Task 1:
Choose 5 major censorship and regulatory events from the list in the link that impacted NZ media regulation in our history, that you feel are significant and write a brief summary of what they were;
1.) 1892: The Offensive Publications Act 1892 was New Zealand's first censorship legislation
2.) 1916: From March 1916 the Government had the power to ban films about the war in Europe
4.) 1938: Comics banned under the new import licensing regulations
"When introducing the 1976 Bill to Parliament, Internal Affairs Minister Alan Highet made it clear that his intention was to liberalize film censorship. He hoped, he said, that New Zealand would 'move towards the maturity of attitude whereby the abolition of censorship for adults can eventually become a reality."
The fundamentals of the Act as they relate to censorship still stand. Out went the references to 'public order and decency' dating from the 1916 Act. The sensor was required to determine only whether a film 'is or is not likely to be injurious to the public good'. In determining injuriousness to the public good, the censor was required to take into account a number of specific criteria. These included:
-the likely effect of the film on its audience;
-its artistic or other merits;
-the way in which the film depicts anti-social behavior, cruelty, violence, crime, horror, sex, etc;
-the 'extent and degree to which the film denigrates any particular class of the general public by reference to the color, race, or ethnic or national origins, the sex, or the religious beliefs of the members of that class';
-other relevant circumstances, such as likely time and place of the exhibition'.
Task 2:
1.) Write down some key points about who is in control of censorship in NZ
- Censorship in NZ has been around since 1850 and is now being run by the "office of film and literature classification". Under the act in 1993 called the "Films, videos, and publications classifications in 1993". (OFLC) is the government agency that is currently responsible for the classification of all films, videos, publications, and some video games in New Zealand. It was created by the aforementioned Films, Videos, and Publications Classification Act 1993 and is an independent crown entity. The head of the OFLC is called the Chief Censor, maintaining a title that has described the government officials in charge of censorship in New Zealand since 1916.
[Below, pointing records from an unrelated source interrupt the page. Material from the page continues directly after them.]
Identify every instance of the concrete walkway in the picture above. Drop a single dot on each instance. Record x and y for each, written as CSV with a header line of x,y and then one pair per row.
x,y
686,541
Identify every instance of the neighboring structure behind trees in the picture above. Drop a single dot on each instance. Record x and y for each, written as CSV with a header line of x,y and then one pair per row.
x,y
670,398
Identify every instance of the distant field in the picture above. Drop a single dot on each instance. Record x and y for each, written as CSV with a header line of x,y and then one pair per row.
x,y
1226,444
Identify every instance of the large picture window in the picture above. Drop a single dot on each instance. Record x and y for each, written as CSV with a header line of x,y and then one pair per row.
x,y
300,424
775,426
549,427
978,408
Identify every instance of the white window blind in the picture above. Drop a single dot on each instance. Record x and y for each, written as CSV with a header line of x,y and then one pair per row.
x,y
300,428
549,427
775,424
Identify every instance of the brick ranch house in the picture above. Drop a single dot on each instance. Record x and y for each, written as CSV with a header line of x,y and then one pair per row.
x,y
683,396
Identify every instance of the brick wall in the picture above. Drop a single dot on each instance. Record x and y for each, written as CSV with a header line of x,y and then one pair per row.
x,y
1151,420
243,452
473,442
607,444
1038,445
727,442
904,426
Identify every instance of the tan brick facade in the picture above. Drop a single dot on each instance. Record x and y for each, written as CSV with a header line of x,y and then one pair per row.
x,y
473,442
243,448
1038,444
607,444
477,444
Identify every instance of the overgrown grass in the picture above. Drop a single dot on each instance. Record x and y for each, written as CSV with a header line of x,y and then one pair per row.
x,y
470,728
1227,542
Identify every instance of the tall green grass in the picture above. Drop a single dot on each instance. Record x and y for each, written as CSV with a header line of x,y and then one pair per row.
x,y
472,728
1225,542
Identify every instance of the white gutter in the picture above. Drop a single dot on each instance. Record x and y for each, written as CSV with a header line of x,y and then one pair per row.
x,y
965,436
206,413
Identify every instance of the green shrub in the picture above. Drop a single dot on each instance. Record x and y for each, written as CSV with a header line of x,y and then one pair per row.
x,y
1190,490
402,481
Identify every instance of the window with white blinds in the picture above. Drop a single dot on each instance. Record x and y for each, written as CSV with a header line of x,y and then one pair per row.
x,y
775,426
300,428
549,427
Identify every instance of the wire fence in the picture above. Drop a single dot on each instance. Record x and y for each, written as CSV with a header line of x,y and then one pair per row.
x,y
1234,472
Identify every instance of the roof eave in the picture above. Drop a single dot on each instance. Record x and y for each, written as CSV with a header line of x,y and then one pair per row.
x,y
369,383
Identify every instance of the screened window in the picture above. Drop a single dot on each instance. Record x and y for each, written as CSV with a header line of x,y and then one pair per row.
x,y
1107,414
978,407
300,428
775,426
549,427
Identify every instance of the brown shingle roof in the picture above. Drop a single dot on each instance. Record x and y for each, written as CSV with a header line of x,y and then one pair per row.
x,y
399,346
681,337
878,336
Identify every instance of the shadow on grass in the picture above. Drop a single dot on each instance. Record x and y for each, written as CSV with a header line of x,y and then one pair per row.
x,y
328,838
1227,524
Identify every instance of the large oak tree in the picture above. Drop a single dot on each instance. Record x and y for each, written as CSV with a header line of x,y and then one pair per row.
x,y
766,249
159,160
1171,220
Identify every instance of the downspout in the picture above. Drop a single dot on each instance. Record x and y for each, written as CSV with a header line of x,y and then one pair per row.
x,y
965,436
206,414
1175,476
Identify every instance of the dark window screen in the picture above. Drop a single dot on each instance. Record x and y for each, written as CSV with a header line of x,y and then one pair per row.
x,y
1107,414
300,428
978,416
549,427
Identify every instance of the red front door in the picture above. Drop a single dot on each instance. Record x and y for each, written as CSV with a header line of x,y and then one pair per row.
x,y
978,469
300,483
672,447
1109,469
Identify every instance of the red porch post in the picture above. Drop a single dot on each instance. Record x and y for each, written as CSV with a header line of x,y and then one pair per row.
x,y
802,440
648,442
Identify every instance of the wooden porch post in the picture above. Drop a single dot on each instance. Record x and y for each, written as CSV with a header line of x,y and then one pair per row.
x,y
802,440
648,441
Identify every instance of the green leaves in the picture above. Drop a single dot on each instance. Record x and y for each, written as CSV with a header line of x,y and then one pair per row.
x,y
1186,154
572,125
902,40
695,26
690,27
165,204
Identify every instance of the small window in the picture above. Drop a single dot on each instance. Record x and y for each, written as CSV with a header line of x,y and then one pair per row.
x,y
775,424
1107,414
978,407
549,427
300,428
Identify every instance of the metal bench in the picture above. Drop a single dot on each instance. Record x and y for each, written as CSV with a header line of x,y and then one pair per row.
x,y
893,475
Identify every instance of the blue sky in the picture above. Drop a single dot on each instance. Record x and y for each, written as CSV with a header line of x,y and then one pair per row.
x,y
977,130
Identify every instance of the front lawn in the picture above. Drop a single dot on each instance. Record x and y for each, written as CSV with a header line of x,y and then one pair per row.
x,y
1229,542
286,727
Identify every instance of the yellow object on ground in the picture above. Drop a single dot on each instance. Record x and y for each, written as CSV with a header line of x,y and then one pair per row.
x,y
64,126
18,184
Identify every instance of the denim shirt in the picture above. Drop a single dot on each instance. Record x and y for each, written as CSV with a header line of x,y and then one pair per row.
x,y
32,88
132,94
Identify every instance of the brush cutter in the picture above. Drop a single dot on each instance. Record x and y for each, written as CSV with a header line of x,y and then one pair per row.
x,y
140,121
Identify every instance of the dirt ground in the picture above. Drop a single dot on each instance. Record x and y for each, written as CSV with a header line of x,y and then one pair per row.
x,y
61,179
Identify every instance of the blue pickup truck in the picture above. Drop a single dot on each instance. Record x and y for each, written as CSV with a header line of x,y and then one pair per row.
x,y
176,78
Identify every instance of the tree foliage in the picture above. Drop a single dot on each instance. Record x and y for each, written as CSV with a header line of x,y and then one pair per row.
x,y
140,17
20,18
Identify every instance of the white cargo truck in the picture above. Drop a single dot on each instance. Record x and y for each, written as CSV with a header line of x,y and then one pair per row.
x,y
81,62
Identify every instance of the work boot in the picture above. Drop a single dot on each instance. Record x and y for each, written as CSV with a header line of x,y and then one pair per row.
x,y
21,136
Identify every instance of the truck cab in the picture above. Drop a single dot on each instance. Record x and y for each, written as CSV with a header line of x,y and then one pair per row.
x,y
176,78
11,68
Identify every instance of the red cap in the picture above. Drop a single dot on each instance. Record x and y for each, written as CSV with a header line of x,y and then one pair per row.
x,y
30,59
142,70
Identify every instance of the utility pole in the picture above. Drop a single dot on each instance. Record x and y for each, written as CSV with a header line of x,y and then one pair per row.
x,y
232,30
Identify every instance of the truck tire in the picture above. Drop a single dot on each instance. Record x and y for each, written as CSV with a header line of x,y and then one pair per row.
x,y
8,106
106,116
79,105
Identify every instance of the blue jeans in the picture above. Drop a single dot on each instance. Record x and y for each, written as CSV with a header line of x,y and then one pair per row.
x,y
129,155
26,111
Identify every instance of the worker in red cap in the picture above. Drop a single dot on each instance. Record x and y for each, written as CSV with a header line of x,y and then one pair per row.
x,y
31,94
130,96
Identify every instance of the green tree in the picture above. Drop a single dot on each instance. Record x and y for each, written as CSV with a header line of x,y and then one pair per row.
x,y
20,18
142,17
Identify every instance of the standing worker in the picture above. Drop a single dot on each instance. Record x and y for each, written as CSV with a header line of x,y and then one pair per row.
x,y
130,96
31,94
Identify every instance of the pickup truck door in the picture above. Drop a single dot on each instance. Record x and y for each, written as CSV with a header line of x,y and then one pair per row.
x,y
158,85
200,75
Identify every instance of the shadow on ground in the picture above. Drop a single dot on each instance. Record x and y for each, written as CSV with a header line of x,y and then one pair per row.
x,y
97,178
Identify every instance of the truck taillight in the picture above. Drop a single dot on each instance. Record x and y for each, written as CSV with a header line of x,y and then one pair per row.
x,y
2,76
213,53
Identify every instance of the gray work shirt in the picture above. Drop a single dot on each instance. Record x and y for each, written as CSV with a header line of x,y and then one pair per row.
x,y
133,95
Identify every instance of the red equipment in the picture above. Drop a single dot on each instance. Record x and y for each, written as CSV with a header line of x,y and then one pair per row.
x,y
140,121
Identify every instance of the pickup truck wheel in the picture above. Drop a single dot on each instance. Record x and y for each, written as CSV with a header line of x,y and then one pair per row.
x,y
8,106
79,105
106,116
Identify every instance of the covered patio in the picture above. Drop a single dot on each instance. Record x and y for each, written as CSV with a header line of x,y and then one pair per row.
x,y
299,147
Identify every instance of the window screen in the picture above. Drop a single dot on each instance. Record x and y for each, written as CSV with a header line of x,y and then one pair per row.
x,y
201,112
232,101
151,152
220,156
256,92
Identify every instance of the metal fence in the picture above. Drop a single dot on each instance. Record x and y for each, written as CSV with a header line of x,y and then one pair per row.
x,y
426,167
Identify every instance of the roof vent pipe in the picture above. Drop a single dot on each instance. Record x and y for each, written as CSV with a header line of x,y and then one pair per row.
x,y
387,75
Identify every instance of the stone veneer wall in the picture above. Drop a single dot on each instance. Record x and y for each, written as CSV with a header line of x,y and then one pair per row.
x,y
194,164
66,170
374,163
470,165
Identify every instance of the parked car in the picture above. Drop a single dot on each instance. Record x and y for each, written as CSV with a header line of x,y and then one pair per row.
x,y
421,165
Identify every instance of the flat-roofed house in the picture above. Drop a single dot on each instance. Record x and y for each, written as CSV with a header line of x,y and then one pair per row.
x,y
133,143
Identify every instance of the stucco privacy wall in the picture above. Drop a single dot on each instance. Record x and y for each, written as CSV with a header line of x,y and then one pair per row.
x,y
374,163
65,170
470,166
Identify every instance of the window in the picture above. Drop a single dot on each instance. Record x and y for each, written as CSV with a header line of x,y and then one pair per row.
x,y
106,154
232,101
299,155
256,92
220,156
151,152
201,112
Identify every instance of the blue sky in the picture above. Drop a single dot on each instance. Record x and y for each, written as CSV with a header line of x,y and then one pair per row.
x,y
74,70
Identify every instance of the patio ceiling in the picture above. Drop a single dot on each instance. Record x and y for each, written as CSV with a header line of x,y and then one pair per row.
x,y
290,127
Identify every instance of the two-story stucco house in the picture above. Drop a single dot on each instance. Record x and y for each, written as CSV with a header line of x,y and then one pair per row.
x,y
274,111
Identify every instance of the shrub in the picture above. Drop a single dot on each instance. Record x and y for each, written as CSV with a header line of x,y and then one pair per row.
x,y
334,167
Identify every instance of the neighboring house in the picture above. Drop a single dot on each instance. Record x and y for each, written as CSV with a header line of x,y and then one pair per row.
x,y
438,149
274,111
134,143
2.) Write down what the first video game banned in NZ was and why
- Manhunt was the first game banned in New Zealand for graphic violence and depictions of cruelty.
3.) Write down the main points to note about the films, videos, and publications classifications act of 1993 and how that changed things in NZ for media regulation.
- The passage of the Films, Videos, and Publications Classification Act 1993 merged the previously separate Indecent Publications Tribunal, Chief Censor of Films, and the Video Recordings Authority into a single agency, the Office of Film and Literature Classification (OFLC). This agency presides over censorship in New Zealand to this day.
- Under this Act, films, videos, DVDs, and video games have to go through the OFLC for classification and labeling, while books, magazines, music, and newspapers are only processed when a complaint is raised about them by a third party. While it was always mandatory for a film to have a physical label displaying its classification, similar rules for print media were not put into place until 2005, where an amendment to the Act required that print media given a restricted classification have a physical label denoting this classification.